Code is more robust to errors even tough it is much smaller

### Models all around

Created Pydantic classes to store LLM state, APP state and prompts

### Async Everywhere

Everything was converted to async, no more synchronous calls.

### Saving Results

Results are saved in file results.txt and models used, prompts, whether injection was detected.

### REST Interface

Introduced a REST Interface to start-analysis and control whether content moderations should be disabled.

### Docker container Support

Create an official image and pushed to DockerHub. Provided scripts to also build the image locally.

## 4. What is a Prompt Jailbreak attack?

A 'jailbreak' occurs when a language model is manipulated to generate harmful, inappropriate, or otherwise restricted content. This can include hate speech, misinformation, or any other type of undesirable output.

A quick story: Once, I jailbroke my iPhone to sideload apps. It worked—until I rebooted it, turning my iPhone into a very expensive paperweight.

In the world of LLMs, the term 'jailbreak' is used loosely. Some attacks are silly and insignificant, while others pose serious challenges to the model’s safety mechanisms.

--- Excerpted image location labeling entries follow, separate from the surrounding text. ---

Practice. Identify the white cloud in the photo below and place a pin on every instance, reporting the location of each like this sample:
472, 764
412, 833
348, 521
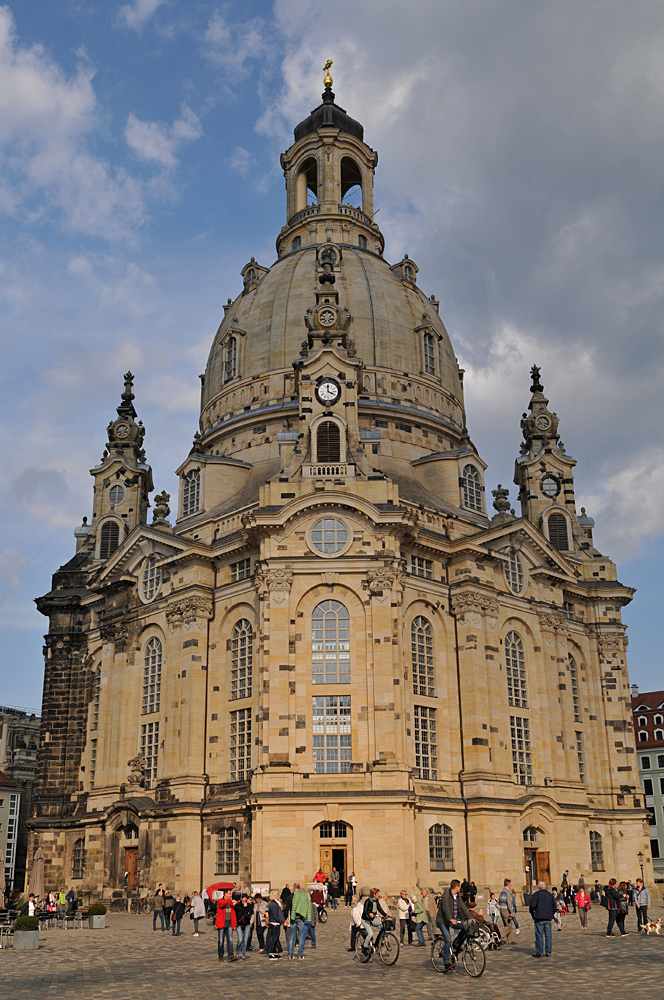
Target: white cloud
241, 161
12, 564
137, 13
235, 47
157, 143
45, 120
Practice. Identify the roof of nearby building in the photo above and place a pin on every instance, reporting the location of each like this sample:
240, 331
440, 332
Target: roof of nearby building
648, 700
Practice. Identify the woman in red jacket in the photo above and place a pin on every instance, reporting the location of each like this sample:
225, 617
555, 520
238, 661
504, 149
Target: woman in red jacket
225, 923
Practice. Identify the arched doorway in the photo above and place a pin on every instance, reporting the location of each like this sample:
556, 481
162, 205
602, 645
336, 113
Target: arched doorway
335, 849
537, 863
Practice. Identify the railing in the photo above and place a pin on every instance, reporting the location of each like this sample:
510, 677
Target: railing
356, 213
329, 470
302, 214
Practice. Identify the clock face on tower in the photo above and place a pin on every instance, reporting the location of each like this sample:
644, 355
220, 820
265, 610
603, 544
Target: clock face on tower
328, 391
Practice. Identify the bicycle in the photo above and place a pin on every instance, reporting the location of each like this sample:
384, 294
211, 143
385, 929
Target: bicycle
386, 945
470, 953
144, 905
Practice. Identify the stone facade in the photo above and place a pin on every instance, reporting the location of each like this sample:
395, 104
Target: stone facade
19, 741
335, 654
648, 712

## 5. Excited to See (past) the Results?

The table below summarizes the number of injection attack prompts from the dataset and the models' detection rates.

### Previous Runs

**Total Prompts:** 139

| Prompts | GPT-4 | Gemini-1.0 | Azure OpenAI | Azure OpenAI w/ Jailbreak Detection |
|---------------|-------|------------|--------------|-------------------------------------|
| Detected | 133 | 53 | | 136 |
| Not Attack | 6 | 4 | | 3 |
| Missed Attack | 0 | 82 | | 0 |

### Previous runs

| Prompts | GPT-4 | Gemini-1.0 | Azure OpenAI| Azure OpenAI w/ Jailbreak Detection |
|---------------|-------|------------| ------------|-------------------------------------|
| 139 | | | | |
| Detected | 131 | 49 | | 134 |
| Not Attack | TBD | TBD | | |
| Missed Attack | TBD | TBD | | |

many more but...no space

### Important Details

- Prompts can be blocked by built-in or explicit safety filters. Therefore the code becomes nuanced and to gather proper results you need to catch certain exceptions (see code)

## 6. Running the server

### 6.1 Create a `.env`

Irrespective if you are running as a docker container or through `python server.py` you need to create a .env file that contains your OpenAI API, Azure and Google Keys.
If you do not have all these keys the code will skip that LLM, no need to worry.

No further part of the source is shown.